Die Unnachgiebigkeit hat auch innenpolitische Gründe. Die Mehrheit der Demokraten und der Republikaner vertritt inzwischen eine «tough on China policy», inklusive der beiden Präsidentschaftskandidaten Kamala Harris und Donald Trump.

Diese Sichtweise ist bei weitem nicht auf die Politiker in Washington beschränkt. Die Amerikaner sind, das zeigen Umfragen, insgesamt sehr chinakritisch geworden. Die Überzeugung, dass Chinas Subventionen und Billigexporte zahlreiche amerikanische Jobs vernichtet haben, ist sehr weit verbreitet; ebenso der Wunsch, dass die Politik gegen den unfair agierenden Rivalen vorgeht.
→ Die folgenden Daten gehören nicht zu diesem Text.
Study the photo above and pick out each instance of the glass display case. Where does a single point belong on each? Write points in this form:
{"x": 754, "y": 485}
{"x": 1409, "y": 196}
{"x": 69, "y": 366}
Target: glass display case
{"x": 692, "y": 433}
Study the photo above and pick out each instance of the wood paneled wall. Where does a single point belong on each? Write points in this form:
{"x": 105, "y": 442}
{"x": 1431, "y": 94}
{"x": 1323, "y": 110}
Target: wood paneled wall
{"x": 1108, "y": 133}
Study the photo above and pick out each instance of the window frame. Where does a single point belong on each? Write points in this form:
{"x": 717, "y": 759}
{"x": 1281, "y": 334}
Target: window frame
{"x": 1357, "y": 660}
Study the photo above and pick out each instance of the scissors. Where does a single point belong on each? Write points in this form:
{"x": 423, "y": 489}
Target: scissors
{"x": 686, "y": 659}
Auch wenn sich der Unmut vor allem auf das Feld der Handelspolitik bezieht, kommt auch eine strikte Sicherheitspolitik gegenüber China gut an.

Ob Harris oder Trump ins Weisse Haus einzieht, ist für den Fortgang des «Chip-Kriegs» mit China insofern wohl sekundär. Die entscheidenden Fragen werden sein: Wie radikal geht Washington gegen die Versuche Chinas vor, die bestehenden Sanktionen zu umgehen? Wie sehr nehmen die USA dabei auf ihre eigenen Unternehmen wie Nvidia oder Arm Rücksicht, die in erster Linie Gewinne schreiben wollen? Und wie holen sie künftig ihre Verbündeten in Japan, Taiwan, Südkorea und den Niederlanden ins Boot, die alle ihrerseits wichtige Flaschenhälse in der globalen Halbleiterindustrie kontrollieren?